The rise of pre-nups in the UK

Couples are now seeking certainty and clarity on their financial arrangements


Pre-nuptial agreements have become more and more common in England and Wales over the course of the last few years.

The tide really turned following the Supreme Court case of Radmacher v Granatino in 2010, when the court considered whether the terms of a pre-nuptial agreement should be upheld by the courts in England when resolving the financial arrangements between the parties to a divorce, write Julia Cox, personal tax and trust lawyer, and Felicity Chapman, senior associate, at Charles Russell Speechlys.

It found that “the court should give effect to a nuptial agreement that is freely entered into by each party with a full appreciation of its implications unless in the circumstances prevailing it would not be fair to hold the parties to their agreement”.

While in England and Wales the family court still retains the ultimate jurisdiction to determine the appropriate financial arrangements on divorce  – in contrast to some other jurisdictions where pre-nuptial agreements have been legally binding for many years – since the Radmacher case pre-nuptial agreements have been regarded as increasingly binding.

The rise in pre-nuptial agreements has perhaps also been spurred on by the high level of financial instability since the pandemic began.

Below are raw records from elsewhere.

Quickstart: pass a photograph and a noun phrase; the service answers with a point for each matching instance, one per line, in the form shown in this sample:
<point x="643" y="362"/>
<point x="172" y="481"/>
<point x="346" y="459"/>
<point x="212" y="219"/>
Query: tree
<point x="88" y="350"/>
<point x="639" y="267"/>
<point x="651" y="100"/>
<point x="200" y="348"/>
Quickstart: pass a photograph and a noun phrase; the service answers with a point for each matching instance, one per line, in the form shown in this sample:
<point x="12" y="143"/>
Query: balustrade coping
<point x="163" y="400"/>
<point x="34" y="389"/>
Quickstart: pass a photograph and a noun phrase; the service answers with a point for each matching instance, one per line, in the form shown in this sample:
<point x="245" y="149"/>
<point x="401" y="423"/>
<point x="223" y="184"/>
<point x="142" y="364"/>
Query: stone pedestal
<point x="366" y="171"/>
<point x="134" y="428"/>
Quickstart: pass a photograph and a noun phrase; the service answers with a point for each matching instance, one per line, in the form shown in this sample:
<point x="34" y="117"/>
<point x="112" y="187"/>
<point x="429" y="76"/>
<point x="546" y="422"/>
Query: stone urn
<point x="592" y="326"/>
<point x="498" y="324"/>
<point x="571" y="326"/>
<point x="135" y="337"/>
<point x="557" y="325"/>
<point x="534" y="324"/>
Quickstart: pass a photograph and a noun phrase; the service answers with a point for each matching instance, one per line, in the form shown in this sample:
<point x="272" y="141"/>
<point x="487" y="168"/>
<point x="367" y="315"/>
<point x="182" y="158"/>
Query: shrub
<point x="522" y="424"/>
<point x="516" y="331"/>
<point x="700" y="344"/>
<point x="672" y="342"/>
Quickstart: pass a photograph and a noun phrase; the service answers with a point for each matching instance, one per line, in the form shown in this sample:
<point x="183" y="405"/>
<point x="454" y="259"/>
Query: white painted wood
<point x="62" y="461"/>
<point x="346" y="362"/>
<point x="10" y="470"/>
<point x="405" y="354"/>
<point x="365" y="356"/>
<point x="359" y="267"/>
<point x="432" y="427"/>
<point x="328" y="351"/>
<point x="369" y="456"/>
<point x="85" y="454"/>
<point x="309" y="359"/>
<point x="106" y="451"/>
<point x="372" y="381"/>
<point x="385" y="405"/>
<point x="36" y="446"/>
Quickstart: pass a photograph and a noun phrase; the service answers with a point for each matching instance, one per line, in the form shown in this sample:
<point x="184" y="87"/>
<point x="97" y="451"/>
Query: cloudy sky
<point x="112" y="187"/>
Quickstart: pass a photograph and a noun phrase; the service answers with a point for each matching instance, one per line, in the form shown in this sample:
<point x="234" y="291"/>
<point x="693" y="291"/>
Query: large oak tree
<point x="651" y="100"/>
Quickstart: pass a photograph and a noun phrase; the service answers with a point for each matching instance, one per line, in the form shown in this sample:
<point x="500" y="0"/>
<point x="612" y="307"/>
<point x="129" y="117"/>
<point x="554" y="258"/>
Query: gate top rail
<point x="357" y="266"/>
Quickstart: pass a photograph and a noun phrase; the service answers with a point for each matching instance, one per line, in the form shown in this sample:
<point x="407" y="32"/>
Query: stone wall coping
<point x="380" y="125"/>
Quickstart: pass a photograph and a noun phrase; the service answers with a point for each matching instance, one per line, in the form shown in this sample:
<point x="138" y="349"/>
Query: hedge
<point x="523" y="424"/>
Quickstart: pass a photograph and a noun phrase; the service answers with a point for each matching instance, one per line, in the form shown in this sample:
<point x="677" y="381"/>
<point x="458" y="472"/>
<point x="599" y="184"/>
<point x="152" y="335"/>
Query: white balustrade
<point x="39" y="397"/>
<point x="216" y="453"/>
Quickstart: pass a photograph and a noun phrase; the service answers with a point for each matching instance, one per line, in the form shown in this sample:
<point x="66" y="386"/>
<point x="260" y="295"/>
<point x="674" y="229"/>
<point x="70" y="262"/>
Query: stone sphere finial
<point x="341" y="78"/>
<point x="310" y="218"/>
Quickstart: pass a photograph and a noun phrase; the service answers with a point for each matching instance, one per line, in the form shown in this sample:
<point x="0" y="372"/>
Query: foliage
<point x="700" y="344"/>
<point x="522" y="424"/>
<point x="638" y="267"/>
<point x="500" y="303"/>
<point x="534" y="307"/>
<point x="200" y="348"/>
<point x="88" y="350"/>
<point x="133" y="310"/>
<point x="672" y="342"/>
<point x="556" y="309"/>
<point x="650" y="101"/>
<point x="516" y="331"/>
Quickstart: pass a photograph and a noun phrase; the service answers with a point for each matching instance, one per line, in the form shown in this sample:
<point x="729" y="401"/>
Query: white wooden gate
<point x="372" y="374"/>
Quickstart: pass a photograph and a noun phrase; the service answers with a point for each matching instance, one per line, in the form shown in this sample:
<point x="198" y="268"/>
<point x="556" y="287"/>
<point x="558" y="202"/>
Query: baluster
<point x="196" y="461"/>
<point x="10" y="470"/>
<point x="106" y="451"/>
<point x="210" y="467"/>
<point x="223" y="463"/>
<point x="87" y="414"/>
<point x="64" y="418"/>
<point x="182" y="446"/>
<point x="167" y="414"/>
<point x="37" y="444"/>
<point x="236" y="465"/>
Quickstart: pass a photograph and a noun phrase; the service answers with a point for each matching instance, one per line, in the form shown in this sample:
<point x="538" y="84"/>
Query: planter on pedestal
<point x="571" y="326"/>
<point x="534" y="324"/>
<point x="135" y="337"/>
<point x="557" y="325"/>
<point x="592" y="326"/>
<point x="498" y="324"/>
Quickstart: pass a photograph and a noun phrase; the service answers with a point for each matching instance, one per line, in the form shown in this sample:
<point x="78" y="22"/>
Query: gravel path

They assist parties in ensuring that they have the greatest certainty and clarity possible regarding the financial arrangements between them.


The primary purpose of a pre-nuptial agreement is usually to protect wealth brought to the marriage or likely to be received during the marriage by one or both of the parties, and to set out the financial arrangements in the event of the marriage breaking down.

It might make it clear that certain assets are to be ringfenced and not shared or claimed against in the event of a divorce. Some go into a high level of detail about the financial provision that would be made for the parties (and sometimes also children) on a future divorce.

While the parties’ Wills primarily govern the position on death, a pre-nuptial agreement can also be used to record their joint intentions and understanding of their post-death plans such as in relation to trust assets.

Tax may be a relevant consideration too, including mitigation. It could also help to stave off a possible future claim against a party’s estate on death under the Inheritance (Provision for Family and Dependants) Act 1975.

Who needs one?

There are many situations in which a pre-nuptial agreement may be advisable. They are no longer the preserve of the ultra-rich only.

Some common scenarios where pre-nuptial agreements are made include the following:

  • Parties entering into a second (or subsequent) marriage, each with their own assets and wishing to preserve those for the children of their previous marriages;
  • One party has or expects to receive significant wealth from family or another external source and wishes to protect that for future generations of the family;
  • One or both parties are in business with others and wish to ensure that this would not be disrupted or claimed against in the event of a divorce – though the business governance position should of course be considered too;
  • There are specific assets that one or both of the parties wish to make clear are to be ringfenced.

When should people enter into one?

There is no absolute deadline as to when a pre-nuptial agreement must be signed. However, the Law Commission recommended in 2014 that this should be no less than 28 days before the wedding.

While it is generally still better for the financially stronger party for there to be a pre-nuptial agreement signed shortly before the wedding than to have no pre-nuptial agreement at all; the closer the wedding date, the greater the risk of the other party later alleging that they were under undue pressure and/or did not have time to properly consider and take advice on the terms and so the agreement should not be upheld.

It is important that sufficient time is allowed for the parties to exchange some financial information, for them to take separate legal advice from their own independent advisers and for the precise terms of the agreement to be negotiated. It is therefore generally sensible to start this process several months before the planned wedding date. This timeframe also has the benefit of taking the pressure off the parties and allowing them to concentrate on wedding plans in the run-up to the big day.

Even after the parties marry, they can instead enter into a ‘post-nuptial agreement’. The purpose, remit and legal status is the same as a pre-nuptial agreement and this can be done at any point during the marriage.

Nuptial agreements now frequently form an important part of clients’ wealth planning and protection, alongside other measures such as trusts, family investment companies, their Wills and powers of attorney. Taking a holistic approach to such planning can reap significant benefits for clients in achieving their financial goals.

This article was written for International Adviser by Julia Cox, personal tax and trust lawyer, and Felicity Chapman, senior associate, at Charles Russell Speechlys.